Ce toponyme, que l’on trouve sous des formes diverses durant toute la période médiévale, Aita en 1204 (ibidem, i, 148), Aytam à nouveau en 1228 (ibidem, i, 267), Ayta en en 1293 et 1310 (ibidem, ii, 42, et Cartulaire de Saint-Magloire, iii, 792), ne prend la forme IteIsteYtte puis celle qui deviendra définitive Ithe, qu’à partir du milieu du xviie siècle (Pontchartrain, 48-J, 570-2). Ce serait, selon certains historiographes, une dérivation du grec « Ithos » qui signifie « dressé », ou, ce qui semble plus probant, du celtique Attegia, signifiant « dépendance », « baraque »[25], et aussi « une hutte »[26], « un bourg, un relais, un domaine agricole le long d’une voie »[27]. D’autres lui préfèrent une origine germanique issue du matronyme attesté « chez Aita »[28].

En 1156[29], les moines possèdent déjà trois terres à Pontchartrain (Pontem Carnotensem), données par Ermentrude de Plaisir, sans toutefois en spécifier la superficie. On ne sait pas si ces terres incluent celles de la ferme d’Ithe, avec éventuellement des bâtiments. Si tel avait été le cas, on peut penser qu’il en aurait été fait mention, ce qui, en revanche, est bien le cas dans l’acte de 1162. Dans ce dernier, plusieurs terres y sont énumérées, sans mention de superficie, mais on remarque que celles antérieures à 1156 n’y apparaissent pas. On peut donc penser que la confirmation de 1162 n’est que l’inventaire des cessions faites à l’abbaye entre les deux actes, ce qui fournirait alors une fourchette chronologique pour l’entrée de la ferme dans ses possessions.

Les chartes du cartulaire de l’abbaye des Vaux-de-Cernay relatifs à la grange d’Ithe font rarement mention des bâtiments ou de leur aspect. En revanche, la grange ayant été affermée par les moines au début du xive siècle (entre 1310 et 1316, période d’accidents météorologiques qui semblent avoir particulièrement touché le domaine), les documents relatifs à la ferme d’Ithe ont été augmentés depuis cette date par les baux de location, mais aucun n’est antérieur au xvie siècle. Plusieurs comptes-rendus de travaux et visites fournissent également quelques informations importantes[30].
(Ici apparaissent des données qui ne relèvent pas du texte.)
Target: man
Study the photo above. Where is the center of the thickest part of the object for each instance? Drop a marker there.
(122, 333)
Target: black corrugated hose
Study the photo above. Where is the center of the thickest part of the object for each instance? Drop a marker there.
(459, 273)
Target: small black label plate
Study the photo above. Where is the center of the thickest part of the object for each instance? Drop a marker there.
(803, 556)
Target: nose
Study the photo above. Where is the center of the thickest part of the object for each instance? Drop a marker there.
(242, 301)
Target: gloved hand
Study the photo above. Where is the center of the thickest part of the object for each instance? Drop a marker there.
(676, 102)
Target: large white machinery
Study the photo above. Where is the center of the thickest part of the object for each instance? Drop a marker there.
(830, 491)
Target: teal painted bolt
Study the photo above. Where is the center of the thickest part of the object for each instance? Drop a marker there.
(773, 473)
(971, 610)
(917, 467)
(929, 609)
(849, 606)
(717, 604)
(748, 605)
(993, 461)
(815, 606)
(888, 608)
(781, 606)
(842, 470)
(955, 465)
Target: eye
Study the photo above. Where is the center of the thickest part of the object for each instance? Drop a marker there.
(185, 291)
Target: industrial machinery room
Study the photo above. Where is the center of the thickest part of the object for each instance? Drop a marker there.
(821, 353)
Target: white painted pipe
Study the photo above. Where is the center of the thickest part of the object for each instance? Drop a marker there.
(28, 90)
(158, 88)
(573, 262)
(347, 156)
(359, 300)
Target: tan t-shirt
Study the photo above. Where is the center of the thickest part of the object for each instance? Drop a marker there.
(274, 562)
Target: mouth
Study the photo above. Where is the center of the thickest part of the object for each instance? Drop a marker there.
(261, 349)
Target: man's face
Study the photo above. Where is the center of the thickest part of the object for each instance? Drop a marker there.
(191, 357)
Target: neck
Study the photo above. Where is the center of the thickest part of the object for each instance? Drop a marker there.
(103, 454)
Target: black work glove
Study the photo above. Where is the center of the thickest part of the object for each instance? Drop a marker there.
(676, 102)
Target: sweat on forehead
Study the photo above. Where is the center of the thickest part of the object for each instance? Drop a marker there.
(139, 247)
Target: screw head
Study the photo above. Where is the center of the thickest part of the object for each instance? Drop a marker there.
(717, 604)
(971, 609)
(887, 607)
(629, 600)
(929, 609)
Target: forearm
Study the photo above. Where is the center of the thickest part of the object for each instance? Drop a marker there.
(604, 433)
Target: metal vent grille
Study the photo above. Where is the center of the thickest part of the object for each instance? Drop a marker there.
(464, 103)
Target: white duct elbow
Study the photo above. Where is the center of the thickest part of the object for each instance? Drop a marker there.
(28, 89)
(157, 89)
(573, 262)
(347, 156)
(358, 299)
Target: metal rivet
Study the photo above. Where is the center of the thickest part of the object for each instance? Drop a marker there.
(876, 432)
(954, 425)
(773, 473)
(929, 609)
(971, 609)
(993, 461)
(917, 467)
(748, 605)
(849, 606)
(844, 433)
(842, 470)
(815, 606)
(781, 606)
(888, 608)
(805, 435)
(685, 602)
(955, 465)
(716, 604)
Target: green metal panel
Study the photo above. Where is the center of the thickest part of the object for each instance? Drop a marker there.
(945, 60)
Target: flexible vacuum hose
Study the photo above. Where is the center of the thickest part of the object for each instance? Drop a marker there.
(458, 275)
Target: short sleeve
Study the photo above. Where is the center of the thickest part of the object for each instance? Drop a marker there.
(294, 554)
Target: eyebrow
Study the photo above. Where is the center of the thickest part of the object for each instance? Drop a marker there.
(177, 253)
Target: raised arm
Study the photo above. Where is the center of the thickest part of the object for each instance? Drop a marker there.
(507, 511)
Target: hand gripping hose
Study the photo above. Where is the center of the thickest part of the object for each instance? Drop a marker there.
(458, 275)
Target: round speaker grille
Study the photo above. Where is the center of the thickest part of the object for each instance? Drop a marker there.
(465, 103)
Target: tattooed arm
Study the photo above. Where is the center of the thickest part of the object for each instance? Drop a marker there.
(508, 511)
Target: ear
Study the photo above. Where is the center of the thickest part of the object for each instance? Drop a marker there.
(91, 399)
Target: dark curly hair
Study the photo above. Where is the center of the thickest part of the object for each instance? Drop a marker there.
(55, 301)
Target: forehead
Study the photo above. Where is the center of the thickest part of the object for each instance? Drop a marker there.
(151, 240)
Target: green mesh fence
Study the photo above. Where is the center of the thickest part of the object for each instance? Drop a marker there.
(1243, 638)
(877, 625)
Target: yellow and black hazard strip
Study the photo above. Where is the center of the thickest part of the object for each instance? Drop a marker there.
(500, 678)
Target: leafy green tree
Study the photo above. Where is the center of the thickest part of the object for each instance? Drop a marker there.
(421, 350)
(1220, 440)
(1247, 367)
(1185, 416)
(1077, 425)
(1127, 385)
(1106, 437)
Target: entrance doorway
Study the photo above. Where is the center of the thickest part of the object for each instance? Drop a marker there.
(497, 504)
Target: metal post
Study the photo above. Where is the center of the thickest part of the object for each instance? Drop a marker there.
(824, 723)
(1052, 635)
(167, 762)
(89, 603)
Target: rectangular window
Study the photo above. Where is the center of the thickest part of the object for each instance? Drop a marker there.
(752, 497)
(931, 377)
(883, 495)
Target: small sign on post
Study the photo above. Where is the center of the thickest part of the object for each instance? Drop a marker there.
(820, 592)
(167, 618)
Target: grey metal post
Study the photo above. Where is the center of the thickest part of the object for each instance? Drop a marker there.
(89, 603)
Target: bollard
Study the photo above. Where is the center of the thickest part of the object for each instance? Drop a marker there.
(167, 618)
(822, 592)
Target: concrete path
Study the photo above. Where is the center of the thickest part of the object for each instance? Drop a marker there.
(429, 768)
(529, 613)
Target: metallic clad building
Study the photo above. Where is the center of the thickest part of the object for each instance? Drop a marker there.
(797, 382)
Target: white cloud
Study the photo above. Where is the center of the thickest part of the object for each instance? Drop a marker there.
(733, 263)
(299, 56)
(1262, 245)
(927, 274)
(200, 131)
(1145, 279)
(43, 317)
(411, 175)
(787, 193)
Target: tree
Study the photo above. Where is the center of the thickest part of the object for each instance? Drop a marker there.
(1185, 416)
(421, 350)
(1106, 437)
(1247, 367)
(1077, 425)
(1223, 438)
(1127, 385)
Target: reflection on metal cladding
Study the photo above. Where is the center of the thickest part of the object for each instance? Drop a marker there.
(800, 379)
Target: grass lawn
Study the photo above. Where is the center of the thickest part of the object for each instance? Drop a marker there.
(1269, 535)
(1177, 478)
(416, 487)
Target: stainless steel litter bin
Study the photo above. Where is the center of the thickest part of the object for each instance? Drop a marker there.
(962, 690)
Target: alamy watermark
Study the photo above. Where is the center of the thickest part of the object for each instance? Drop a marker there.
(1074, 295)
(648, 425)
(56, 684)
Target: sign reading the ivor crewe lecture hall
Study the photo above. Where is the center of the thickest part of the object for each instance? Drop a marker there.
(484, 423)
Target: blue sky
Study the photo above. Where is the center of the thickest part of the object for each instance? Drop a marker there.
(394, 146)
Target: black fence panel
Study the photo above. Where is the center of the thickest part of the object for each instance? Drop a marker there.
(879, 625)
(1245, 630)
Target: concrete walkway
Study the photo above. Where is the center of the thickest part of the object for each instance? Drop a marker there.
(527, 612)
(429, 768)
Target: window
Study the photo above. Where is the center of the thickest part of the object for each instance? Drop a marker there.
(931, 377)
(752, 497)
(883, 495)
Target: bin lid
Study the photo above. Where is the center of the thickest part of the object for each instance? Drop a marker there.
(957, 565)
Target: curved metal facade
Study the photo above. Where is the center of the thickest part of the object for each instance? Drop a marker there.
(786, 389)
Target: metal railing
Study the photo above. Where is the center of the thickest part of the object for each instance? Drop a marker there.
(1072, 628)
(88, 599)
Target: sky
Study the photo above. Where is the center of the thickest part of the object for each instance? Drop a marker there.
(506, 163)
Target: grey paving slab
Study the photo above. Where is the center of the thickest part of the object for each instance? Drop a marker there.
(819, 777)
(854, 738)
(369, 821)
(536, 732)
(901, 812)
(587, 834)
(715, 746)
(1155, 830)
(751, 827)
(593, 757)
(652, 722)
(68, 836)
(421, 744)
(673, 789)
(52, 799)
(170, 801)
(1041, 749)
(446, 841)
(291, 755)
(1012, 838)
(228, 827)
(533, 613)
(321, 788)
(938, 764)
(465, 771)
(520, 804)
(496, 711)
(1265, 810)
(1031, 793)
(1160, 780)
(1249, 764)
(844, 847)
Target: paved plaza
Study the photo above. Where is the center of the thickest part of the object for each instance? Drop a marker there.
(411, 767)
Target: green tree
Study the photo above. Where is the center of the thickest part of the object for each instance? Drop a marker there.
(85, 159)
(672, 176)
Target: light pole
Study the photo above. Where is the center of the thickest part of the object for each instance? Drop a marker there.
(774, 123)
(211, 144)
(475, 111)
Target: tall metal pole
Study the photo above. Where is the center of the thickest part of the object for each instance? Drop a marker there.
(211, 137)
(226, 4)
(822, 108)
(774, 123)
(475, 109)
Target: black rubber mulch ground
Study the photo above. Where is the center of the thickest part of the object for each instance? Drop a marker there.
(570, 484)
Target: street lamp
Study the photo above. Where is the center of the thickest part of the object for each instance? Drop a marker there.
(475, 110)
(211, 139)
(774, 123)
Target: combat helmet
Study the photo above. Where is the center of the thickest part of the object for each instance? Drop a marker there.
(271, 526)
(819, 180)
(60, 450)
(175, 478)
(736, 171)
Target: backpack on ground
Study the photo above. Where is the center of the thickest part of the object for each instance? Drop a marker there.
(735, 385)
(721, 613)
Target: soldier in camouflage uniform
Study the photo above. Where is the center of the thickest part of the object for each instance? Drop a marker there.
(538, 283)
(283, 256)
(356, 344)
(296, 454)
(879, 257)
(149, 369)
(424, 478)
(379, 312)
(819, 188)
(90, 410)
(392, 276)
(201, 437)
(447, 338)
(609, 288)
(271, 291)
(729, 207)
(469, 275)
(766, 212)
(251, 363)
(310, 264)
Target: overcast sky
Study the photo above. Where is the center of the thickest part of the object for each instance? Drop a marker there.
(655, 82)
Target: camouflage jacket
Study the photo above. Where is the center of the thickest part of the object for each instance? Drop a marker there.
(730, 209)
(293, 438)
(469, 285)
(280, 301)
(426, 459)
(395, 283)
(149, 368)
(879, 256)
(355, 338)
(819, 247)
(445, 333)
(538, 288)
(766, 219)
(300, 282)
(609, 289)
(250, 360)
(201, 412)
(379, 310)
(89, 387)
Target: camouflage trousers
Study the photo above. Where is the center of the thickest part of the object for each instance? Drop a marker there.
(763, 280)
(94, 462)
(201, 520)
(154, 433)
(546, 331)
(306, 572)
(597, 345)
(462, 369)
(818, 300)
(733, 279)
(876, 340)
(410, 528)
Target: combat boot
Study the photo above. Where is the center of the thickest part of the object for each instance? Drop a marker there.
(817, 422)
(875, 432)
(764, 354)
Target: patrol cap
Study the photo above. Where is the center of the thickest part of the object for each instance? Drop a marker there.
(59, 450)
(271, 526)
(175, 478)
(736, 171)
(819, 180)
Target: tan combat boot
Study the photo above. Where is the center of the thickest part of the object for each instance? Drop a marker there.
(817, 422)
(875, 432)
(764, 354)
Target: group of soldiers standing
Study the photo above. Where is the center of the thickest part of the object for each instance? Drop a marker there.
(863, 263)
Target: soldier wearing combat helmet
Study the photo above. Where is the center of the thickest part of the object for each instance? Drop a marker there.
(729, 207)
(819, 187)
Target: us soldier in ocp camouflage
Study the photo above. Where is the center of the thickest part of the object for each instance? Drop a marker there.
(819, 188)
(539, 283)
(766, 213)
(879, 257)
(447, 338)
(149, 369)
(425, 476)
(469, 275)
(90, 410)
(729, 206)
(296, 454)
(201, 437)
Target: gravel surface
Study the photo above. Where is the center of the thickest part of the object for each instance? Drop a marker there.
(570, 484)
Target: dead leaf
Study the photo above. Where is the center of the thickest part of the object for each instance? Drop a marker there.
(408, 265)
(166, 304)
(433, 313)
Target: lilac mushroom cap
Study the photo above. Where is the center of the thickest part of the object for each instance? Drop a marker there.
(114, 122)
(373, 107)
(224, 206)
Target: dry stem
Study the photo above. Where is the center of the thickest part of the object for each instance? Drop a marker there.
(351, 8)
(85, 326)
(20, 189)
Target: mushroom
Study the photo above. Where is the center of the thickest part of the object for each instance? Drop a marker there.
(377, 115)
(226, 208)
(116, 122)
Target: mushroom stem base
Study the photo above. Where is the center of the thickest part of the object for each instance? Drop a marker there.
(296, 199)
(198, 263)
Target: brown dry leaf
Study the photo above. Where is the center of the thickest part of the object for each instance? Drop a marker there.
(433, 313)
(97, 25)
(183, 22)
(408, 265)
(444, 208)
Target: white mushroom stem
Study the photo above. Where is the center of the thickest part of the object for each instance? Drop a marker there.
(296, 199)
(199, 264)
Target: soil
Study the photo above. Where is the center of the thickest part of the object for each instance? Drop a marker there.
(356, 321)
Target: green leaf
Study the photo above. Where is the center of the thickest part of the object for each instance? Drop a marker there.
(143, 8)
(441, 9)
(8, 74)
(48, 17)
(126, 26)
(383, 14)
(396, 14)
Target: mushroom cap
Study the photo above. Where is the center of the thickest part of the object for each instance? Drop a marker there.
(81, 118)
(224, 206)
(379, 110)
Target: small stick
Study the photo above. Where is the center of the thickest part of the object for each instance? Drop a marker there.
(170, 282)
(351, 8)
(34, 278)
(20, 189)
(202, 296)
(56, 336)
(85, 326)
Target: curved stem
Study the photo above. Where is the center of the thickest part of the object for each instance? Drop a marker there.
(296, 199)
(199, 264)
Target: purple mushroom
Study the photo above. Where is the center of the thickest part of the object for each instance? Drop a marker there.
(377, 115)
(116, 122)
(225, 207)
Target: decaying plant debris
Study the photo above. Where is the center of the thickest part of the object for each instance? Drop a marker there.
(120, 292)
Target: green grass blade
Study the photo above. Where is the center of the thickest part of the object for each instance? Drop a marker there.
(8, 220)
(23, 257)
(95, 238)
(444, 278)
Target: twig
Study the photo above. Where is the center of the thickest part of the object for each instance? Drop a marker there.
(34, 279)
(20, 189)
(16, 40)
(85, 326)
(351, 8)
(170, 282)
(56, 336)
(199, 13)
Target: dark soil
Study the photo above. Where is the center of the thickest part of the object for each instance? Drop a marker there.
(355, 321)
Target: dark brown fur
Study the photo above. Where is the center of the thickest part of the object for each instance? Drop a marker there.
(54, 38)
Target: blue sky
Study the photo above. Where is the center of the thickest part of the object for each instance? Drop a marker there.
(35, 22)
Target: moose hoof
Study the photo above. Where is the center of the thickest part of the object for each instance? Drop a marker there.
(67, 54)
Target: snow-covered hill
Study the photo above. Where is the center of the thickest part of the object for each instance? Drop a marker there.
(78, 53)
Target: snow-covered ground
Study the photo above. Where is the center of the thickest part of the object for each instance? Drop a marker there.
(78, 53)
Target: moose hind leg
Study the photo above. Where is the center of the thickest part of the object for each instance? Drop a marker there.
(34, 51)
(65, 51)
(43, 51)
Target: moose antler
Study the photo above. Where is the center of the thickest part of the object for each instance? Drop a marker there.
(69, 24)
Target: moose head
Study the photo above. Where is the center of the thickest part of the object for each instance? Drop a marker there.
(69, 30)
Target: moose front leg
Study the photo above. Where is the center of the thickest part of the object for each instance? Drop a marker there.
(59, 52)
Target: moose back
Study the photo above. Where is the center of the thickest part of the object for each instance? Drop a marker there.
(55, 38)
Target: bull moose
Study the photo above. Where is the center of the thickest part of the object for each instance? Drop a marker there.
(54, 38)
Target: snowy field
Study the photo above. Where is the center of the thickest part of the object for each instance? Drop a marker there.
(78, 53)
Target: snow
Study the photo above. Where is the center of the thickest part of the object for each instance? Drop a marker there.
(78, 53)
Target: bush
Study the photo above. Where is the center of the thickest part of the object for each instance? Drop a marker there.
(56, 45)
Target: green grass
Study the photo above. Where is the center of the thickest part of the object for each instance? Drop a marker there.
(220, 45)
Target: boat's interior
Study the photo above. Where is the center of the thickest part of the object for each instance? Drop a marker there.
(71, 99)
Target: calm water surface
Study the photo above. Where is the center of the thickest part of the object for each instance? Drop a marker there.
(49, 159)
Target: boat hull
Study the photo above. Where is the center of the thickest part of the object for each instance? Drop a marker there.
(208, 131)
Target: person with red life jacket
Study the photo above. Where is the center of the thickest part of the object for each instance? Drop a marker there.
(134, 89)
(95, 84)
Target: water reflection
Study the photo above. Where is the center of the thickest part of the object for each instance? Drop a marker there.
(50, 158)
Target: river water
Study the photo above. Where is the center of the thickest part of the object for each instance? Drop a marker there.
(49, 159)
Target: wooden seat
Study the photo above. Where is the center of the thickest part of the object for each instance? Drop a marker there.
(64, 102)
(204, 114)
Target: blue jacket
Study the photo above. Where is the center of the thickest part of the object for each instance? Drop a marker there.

Enfin, en 1692, Louis Phélypeaux, seigneur de Pontchartrain, rachète le domaine et entreprend d’importants travaux dont rendent compte plusieurs documents. En 1696, il s’agit de travaux de maçonnerie et de couverture et de démolition partielle de la chapelle. En mars 1697, les travaux concernent les charpentes, qui sont consolidées. À la fin 1697, les murs sont crépis et recouverts de chaux. En mai 1698, le portail principal de la ferme est refait et la démolition de la chapelle est achevée. Un mur semble cependant conservé, puisqu’on en fait murer les fenêtres en janvier 1699, en même temps que sont réalisés des travaux de peinture dans les bâtiments d’habitation.

Les périodes antérieures au début du XVIe siècle, sont donc principalement connues par l’archéologie et les témoins des occupations mis au jour lors des campagnes programmées de 2006 à 2010, seules sources actuellement disponibles.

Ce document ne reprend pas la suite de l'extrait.